Hi,
I am attempting to create a VG index against the human pangenome draft using vg autoindex. Here is the command:
vg autoindex --gfa hprc-v1.0-mc-grch38-minaf.0.1.gfa --tmp-dir /home/ec2-user/pangenome/tmp
vg has been running for about a week now and I've seen the following in the logs 12 times so far:
[IndexRegistry]: Pruning complex regions of VG to prepare for GCSA indexing.
[IndexRegistry]: Constructing GCSA/LCP indexes.
PathGraphBuilder::write(): Size limit exceeded, construction aborted
warning:[IndexRegistry] Child process 66427 failed with status 256 representing exit code 1
[IndexRegistry]: Exceeded disk use limit while performing k-mer doubling steps. Rewinding to pruning step with more aggressive pruning to simplify the graph.
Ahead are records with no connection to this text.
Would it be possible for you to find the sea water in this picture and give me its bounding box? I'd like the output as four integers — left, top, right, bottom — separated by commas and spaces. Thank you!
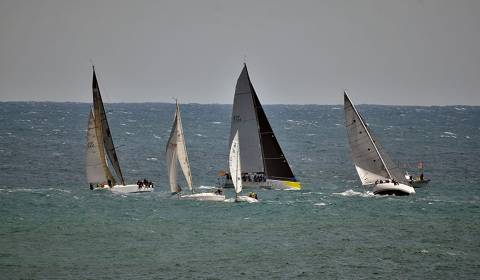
0, 102, 480, 279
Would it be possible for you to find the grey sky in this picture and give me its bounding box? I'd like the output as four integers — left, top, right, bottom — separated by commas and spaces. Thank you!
0, 0, 480, 105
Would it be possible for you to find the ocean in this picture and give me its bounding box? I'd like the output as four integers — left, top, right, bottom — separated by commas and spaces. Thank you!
0, 102, 480, 279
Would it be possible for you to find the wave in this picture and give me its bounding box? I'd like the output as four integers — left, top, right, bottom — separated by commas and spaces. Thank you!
333, 189, 375, 197
0, 187, 72, 193
198, 186, 217, 190
313, 202, 327, 206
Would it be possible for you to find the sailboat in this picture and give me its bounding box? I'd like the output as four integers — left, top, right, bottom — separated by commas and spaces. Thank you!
405, 161, 431, 188
85, 67, 152, 193
165, 101, 225, 201
228, 131, 258, 202
344, 92, 415, 195
220, 64, 302, 190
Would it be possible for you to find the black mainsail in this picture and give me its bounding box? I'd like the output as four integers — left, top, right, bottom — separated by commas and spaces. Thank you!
92, 68, 125, 185
229, 64, 300, 188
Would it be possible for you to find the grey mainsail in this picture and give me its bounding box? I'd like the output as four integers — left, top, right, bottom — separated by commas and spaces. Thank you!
229, 64, 297, 182
344, 92, 405, 185
228, 65, 265, 173
85, 110, 112, 184
92, 68, 125, 185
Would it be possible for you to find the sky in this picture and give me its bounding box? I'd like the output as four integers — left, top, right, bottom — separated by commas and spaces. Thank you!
0, 0, 480, 105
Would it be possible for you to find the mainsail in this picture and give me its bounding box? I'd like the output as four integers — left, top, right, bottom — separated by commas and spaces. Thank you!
92, 68, 125, 185
344, 92, 405, 185
85, 110, 111, 184
166, 102, 193, 193
229, 64, 297, 182
228, 131, 242, 194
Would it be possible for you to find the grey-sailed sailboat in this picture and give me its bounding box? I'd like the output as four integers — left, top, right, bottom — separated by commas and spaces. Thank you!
228, 131, 258, 203
165, 101, 225, 201
85, 68, 152, 193
220, 64, 302, 190
344, 92, 415, 195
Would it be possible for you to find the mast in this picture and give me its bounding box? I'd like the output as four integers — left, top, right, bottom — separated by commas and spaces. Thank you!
175, 100, 194, 193
228, 65, 265, 173
229, 131, 242, 199
165, 107, 181, 193
92, 66, 125, 185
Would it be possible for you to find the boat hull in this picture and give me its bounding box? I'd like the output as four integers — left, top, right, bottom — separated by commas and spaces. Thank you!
222, 179, 302, 190
110, 184, 153, 193
180, 193, 225, 201
373, 183, 415, 196
235, 195, 258, 203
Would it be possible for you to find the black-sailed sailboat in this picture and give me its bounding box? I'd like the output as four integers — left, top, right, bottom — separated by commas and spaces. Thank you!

Over 2TB of disk space and just under 1TB of RAM are available on the machine vg is running on.
The xg index appears to have built successfully. The .gcsa and .gcsa.lcp files are both of size zero bytes.
Ultimately, I'd like to be able to map a small number of short sequences (as small as 20nt) to the pan-genome and am particularly interested in structural variants. The index distributed with the human pangenome draft appears to be for giraffe which does not appear to support sequences this short.
Any pointers on how to build the index more efficiently or other ways of mapping these short sequences would be appreciated.
Thanks!
FYI, the process was eventually killed after about 10 days. Nothing new in the logs and the .gcsa and .lcp file sizes are still zero.
Hi Lisle, I've replicated this behavior locally and will look into the cause.